My 2009.

Another year came and went just like that.

Funny how the anticipation seems to dissipate with the passing of time as the real thing draws near. Or perhaps it’s just me missing out, yet again, on all those stuff that I had wished to complete in time for the real day. The day just doesn’t feel like it at all when nothing is really done because things are basically still the same. >.<

Lazy me. The chronic procrastinator. T_T

2009. I’ve changed. My thoughts and my perspectives on life. Sadly, the same does not apply to my good ol’ bad habits, namely laziness and procrastination. There’s a whole lot more but these two vices are more than enough for me to deal with already. T_T

The first half of 2009 saw a disillusioned and depressed me (then again, when am I not disillusioned and depressed anyway.. *shrug*), finding my job then terribly dull and meaningless. 3 years plus of insignificant contributions plus a company culture that’s seemingly open but is ironically full of buried ill feelings that are unearthed when people find common grounds to talk about it.. Man, I’ve really let my insecurities and inconfidence got in the way far too much, again. (!)

But then there’s the consolation of having bonded with some colleagues whom I can talk personal stuff with and trust, for which I am quite grateful because being the social recluse and homebody I am… I really don’t have a lot of friends.
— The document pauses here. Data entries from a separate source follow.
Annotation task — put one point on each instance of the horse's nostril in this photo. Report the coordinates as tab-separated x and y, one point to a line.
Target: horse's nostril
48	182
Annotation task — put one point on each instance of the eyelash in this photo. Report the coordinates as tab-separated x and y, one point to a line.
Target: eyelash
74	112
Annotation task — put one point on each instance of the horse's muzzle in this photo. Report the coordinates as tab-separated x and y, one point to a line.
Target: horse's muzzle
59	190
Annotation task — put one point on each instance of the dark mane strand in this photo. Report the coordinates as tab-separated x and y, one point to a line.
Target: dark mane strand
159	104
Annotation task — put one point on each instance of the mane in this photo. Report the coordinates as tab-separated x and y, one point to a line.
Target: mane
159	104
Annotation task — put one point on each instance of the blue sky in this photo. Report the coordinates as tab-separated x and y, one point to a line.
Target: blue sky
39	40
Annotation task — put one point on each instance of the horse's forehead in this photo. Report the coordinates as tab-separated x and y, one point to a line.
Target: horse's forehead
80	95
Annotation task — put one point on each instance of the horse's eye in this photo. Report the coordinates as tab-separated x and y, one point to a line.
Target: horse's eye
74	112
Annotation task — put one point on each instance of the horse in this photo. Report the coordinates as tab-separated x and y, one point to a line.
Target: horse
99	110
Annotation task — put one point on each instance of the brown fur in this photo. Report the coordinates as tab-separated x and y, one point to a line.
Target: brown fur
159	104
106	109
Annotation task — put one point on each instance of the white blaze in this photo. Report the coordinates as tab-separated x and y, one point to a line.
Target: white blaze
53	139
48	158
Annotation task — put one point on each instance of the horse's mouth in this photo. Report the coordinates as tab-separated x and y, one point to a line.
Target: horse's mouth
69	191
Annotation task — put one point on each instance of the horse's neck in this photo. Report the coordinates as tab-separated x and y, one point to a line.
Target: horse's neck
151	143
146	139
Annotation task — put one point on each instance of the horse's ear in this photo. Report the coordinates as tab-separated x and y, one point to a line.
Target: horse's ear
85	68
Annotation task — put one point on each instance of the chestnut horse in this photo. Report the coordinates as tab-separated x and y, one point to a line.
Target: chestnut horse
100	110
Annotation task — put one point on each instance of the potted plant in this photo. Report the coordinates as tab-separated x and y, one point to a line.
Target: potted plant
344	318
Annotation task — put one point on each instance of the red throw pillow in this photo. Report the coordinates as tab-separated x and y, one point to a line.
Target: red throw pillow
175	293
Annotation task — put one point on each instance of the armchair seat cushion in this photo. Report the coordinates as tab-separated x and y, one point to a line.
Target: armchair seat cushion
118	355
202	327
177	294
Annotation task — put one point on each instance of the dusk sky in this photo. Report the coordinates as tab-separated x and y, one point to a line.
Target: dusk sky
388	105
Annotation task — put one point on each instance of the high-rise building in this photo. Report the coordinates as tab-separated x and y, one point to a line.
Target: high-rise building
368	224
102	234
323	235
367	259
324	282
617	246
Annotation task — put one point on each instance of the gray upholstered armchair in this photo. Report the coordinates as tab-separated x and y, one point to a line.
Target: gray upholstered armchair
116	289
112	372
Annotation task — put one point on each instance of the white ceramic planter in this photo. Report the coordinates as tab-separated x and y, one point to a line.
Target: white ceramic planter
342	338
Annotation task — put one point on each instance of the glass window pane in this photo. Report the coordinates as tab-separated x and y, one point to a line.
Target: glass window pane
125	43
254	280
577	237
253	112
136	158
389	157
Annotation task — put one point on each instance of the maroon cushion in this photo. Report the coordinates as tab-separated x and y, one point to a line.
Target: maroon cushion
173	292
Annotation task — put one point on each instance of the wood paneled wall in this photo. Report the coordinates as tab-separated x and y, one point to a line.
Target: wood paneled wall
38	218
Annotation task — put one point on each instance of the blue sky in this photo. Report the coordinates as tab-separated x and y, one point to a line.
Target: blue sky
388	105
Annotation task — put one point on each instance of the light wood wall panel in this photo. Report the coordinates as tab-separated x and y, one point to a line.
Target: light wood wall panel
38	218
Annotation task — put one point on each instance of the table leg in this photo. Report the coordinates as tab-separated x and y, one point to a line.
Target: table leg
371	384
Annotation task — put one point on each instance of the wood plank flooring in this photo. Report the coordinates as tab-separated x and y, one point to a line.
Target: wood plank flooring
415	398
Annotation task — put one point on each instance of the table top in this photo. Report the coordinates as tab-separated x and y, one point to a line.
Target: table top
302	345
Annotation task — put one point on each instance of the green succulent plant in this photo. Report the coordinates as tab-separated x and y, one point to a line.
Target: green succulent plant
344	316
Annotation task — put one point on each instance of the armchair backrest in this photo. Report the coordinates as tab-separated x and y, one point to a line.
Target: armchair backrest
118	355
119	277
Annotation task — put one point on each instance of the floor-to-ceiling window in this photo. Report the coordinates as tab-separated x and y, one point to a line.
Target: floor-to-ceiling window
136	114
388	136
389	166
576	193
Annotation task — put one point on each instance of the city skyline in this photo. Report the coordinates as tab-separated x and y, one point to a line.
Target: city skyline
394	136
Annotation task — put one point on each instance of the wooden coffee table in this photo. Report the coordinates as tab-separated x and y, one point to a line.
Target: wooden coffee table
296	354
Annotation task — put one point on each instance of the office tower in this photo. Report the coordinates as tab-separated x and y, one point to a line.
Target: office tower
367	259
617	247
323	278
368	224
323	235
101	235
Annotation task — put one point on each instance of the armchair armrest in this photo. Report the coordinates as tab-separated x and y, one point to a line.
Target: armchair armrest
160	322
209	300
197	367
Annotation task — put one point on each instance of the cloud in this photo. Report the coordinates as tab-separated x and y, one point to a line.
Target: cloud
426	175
T_T

I ambitiously drafted a detailed plan for 2009 in an Excel worksheet some time around March and April, only to see myself largely ignoring it for the most part of the year. That’s another case of over-setting of goals to add to the list. T_T

This is really getting too depressing. But I shall bravely continue!!!

Duh.

The second half of 2009 was a little more happening (please do not place too much emphasis on the word happening, bear in mind that I am a social recluse and a homebody, even the littlest thing would be considered happening.. *shrug*).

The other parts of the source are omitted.